Только отчего ругательства какого-нибудь оксфордского, винчестерского
или чичестерского архиерея, проклинающего Оуэна, легче для нас, чем это
воздаяние по заслугам? Оттого, что там страсть, обиженная вера, а тут
узенькое беспристрастие, — беспристрастие не просто человека, а судьи низшей
инстанции. В управе благочиния очень хорошо могут обсудить поступки
какого-нибудь гуляки вообще, но не такого, как Мирабо или Фоке. Складным
футом легко мерить с большой точностью холст, но очень неудобно прикидывать
на него сидеральные[10] пространства.
Может, для верности суждения о делах, не подлежащих ни полицейскому
суду, ни арифметической поверке, пристрастие нужнее справедливости. Страсть
может не только ослеплять, но и проникать глубже в предмет, обхватывать его
своим огнем.
Дайте школьному педанту, если он только не наделен от природы
эстетическим пониманием, — дайте ему на разбор, что хотите: «Фауста»,
«Гамлета», и вы увидите, как исхудает «жирный датский принц», помятый
каким-нибудь гимназистом-доктринером. С цинизмом Ноева сына покажет он
наготу и недостатки драм, которыми восхищается поколение за поколением.
В мире ничего нет великого, поэтического, что бы могло выдержать не
глупый, да и не умный взгляд, взгляд обыденной, жизненной мудрости. Это-то
французы и выразили так метко пословицей, что «для камердинера — нет
великого человека».
«Попадись нищему лошадь, — как говорит народ и повторяет критик
«Вестминстерского обозрения», — он на ней и ускачет к черту... An ex
linen-draper[11] (это выражение употреблено несколько раз)[12], который
вдруг сделался (заметьте, после двадцати лет неусыпного труда и колоссальных
успехов) важным лицом, на дружеской ноге с герцогами и министрами,
натурально, должен был зазнаться и сделаться смешным, не имея ни большой
умеренности, ни большого благоразумия». Ex linen-draper зазнался до того,
что деревня его стала ему узка, ему захотелось перестроить свет; с этими
притязаниями он разорился, ни в чем не успел и покрыл себя смехом.
И это не все. Если б Оуэн только проповедовал свой экономический
переворот, это безумие простили бы ему, на первый случай, в классической
стране сумасшествия.
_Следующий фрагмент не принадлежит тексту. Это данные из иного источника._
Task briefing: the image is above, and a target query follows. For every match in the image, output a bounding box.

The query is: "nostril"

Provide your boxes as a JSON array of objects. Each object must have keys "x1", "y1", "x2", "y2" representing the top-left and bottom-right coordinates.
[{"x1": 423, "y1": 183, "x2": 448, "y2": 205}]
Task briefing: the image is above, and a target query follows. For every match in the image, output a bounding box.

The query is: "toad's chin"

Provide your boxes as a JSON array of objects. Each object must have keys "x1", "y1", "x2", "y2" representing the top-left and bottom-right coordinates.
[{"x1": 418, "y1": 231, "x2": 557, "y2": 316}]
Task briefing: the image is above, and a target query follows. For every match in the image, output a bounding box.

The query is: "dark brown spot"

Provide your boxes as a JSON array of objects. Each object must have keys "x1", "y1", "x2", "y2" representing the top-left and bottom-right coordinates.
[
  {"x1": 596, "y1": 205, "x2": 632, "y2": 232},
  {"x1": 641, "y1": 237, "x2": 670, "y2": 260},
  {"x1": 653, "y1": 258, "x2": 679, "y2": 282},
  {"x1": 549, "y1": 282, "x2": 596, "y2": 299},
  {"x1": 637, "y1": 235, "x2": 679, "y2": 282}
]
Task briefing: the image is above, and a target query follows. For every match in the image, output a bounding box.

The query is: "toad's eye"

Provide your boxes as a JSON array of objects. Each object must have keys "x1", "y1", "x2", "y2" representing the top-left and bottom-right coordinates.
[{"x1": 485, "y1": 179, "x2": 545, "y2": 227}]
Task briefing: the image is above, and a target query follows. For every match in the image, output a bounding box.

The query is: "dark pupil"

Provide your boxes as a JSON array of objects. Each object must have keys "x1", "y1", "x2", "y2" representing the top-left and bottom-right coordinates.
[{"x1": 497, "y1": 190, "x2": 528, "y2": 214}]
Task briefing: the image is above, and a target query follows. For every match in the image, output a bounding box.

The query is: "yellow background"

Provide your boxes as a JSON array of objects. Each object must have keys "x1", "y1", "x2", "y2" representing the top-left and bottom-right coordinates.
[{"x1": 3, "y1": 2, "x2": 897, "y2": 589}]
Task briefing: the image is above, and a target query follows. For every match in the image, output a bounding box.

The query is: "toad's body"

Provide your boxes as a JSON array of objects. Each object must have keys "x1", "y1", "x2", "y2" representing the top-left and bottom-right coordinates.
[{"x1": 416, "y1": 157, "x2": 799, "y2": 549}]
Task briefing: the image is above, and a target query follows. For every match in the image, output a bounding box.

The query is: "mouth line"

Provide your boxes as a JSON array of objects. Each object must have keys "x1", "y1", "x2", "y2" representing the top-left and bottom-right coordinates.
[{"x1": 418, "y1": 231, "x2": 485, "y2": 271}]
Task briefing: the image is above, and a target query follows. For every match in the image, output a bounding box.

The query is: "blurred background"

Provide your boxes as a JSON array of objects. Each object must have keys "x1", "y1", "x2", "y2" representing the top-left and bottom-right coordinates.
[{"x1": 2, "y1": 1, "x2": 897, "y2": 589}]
Доказательством этому служит то, что министры и
архиереи, парламентские комитеты и съезды фабрикантов совещались с ним.
Успех New Lanarka увлек всех, ни один государственный человек, ни один
ученый не уезжал из Англии, не сделавши поездки к Оуэну; даже (как мы
видели) сам Николай Павлович был у него и хотел сманить его в Россию, а сына
его в военную службу. Толпы народа наполняли коридоры и сени зал, где Оуэн
читал свои речи. Но Оуэн своей дерзостью разом, в четверть часа, уничтожил
эту колоссальную популярность, основанную на колоссальном непонимании того,
что он говорил, — видя это, он поставил точку на i, и притом на самое
опасное i.
Это случилось 21 августа 1817 года. Протестантские святоши, самые
неотвязчивые и клейко скучные, давно надоедали ему. Оуэн, сколько мог,
отклонял прения с ними; но они не давали ему покоя. Какой-то инквизитор и
бумажных дел фабрикант Филипс дошел в своем церквобесии до того, что в
комитете парламента вдруг, ни к селу ни к городу, середь дельных прений,
пристал к Оуэну с допросом, во что он верит и во что не верит.
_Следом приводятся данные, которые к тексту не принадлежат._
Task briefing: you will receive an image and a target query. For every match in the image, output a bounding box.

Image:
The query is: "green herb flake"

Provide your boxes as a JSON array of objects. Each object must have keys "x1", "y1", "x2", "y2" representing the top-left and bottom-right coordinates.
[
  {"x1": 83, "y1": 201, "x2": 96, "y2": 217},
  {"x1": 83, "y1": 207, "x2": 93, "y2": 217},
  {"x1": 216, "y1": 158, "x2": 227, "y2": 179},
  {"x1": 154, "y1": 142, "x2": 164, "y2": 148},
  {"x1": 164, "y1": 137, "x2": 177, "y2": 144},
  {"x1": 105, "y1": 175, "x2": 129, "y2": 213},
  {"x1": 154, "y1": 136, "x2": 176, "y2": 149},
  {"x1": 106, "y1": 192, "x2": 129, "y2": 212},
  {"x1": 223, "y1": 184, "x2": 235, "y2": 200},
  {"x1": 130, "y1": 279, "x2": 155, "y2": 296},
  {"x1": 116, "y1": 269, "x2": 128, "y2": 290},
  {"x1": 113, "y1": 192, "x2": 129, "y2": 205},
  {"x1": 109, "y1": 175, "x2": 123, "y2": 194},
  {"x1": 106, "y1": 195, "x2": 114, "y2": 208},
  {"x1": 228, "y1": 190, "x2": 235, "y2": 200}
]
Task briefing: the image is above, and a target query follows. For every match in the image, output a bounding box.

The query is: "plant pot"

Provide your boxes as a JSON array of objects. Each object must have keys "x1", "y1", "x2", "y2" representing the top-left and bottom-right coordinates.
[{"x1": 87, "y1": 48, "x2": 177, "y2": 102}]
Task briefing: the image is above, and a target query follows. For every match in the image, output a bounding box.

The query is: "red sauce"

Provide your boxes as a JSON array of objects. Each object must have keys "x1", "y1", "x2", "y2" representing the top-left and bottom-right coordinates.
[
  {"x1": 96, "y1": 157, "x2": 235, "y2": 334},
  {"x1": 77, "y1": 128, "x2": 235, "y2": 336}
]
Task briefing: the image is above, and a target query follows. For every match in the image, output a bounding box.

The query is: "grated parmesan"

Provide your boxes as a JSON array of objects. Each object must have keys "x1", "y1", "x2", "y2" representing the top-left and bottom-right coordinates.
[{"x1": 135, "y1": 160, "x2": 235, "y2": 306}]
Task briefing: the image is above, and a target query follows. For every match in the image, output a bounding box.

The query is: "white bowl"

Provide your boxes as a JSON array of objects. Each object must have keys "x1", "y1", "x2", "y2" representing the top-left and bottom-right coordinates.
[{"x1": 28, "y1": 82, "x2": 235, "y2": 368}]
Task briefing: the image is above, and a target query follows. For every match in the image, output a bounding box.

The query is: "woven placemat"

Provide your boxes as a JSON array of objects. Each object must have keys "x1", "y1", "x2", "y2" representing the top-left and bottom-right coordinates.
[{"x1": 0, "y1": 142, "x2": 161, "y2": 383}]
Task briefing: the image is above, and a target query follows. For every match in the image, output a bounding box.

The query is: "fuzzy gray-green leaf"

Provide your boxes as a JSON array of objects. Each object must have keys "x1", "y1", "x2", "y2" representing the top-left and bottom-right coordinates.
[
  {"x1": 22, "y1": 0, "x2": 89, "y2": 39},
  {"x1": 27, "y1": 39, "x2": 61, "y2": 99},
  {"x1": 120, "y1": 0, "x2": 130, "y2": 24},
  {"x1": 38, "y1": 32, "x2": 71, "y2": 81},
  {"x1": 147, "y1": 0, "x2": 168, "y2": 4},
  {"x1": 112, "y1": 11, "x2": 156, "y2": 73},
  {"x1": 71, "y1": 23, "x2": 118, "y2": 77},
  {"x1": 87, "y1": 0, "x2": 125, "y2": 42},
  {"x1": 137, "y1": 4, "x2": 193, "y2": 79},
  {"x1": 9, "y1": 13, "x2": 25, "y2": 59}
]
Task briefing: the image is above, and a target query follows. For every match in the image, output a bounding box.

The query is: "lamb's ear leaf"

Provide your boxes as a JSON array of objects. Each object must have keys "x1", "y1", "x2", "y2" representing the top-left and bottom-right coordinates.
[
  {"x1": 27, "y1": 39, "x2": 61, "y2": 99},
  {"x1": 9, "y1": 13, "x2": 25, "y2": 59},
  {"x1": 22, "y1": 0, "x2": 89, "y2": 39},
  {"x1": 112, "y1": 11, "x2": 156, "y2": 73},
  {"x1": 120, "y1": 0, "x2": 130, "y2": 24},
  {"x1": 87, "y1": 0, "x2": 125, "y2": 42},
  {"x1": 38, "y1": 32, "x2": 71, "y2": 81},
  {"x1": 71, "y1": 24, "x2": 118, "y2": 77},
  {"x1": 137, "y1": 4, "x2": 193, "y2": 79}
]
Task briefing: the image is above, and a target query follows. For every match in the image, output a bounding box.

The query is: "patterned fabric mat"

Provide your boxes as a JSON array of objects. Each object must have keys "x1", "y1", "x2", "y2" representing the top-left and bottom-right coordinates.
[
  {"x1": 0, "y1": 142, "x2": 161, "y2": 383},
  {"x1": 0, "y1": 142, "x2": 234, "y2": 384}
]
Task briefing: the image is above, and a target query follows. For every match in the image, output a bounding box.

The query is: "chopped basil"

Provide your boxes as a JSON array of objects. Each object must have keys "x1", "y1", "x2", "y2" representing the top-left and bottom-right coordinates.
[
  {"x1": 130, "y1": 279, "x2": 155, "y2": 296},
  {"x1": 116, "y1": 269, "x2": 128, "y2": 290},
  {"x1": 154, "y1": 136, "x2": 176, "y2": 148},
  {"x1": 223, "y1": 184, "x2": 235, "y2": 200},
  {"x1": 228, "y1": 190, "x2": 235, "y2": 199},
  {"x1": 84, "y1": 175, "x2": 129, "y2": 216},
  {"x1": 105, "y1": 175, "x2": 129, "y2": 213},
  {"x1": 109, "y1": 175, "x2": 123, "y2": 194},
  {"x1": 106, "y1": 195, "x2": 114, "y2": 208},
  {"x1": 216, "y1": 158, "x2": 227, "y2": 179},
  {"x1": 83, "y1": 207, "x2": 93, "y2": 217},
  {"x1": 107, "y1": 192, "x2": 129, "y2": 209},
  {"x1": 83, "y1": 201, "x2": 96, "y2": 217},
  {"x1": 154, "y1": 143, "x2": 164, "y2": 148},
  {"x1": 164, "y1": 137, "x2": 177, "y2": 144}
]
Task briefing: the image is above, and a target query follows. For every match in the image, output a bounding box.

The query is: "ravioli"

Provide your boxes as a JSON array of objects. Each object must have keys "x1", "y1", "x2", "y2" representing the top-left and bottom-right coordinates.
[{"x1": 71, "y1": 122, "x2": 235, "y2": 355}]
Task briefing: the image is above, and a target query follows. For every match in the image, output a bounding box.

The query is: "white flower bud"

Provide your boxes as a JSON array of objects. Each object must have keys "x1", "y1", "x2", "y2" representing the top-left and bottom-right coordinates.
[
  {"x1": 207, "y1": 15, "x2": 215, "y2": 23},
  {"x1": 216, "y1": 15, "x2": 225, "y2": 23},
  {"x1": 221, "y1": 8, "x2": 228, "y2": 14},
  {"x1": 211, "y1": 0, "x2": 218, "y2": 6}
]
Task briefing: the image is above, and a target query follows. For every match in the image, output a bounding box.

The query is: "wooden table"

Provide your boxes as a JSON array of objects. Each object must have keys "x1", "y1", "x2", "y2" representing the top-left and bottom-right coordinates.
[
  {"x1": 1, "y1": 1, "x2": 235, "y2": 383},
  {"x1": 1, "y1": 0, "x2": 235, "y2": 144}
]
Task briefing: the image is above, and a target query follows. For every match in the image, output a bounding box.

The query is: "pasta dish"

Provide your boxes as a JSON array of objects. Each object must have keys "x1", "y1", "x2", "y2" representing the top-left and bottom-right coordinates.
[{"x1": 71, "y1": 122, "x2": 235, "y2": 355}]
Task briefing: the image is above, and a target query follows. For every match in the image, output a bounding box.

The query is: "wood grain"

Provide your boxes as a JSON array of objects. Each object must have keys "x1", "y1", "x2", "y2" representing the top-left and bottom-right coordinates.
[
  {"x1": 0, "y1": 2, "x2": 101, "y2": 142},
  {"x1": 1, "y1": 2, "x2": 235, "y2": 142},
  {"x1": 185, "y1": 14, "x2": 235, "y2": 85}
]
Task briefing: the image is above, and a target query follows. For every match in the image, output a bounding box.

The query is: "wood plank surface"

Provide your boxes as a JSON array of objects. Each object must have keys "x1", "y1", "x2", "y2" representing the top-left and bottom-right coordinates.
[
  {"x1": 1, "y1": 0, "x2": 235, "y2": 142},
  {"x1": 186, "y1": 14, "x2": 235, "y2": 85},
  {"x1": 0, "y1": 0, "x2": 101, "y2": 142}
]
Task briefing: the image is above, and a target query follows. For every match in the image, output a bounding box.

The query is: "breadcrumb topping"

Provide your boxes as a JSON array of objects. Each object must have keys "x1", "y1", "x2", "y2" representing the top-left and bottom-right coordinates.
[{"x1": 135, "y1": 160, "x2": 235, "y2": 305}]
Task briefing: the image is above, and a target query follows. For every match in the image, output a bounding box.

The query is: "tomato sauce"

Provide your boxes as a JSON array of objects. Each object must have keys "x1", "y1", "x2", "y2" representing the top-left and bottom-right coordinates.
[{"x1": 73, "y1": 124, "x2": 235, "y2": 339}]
Вместо того, чтоб отвечать бумажных дел фабриканту какими-нибудь
тонкостями, как Фауст отвечает Гретхен, ex linen-draper Оуэн предпочел
отвечать с высоты трибуны, перед огромнейшим стечением народа, на публичном
митинге в Англии, в Лондоне, в Сити, в London Tavern! Он по сю сторону
Темпль-Бара, возле кафедрального зонтика, под которым лепится старый город,
в соседстве Гога и Магога, в виду Уайт-Голль и светской кафедральной
синагоги банка — объявил прямо и ясно, громко и чрезвычайно просто, что
главное препятствие к гармоническому развитию нового общежития людей —
Религия. «Нелепости изуверства сделали из человека слабого, одурелого зверя,
безумного фанатика, ханжу или лицемера. С существующими религиозными
понятиями, — заключил Оуэн, — не только не устроишь предполагаемых им
общинных деревень, но с ними рай — недолго устоял бы раем!»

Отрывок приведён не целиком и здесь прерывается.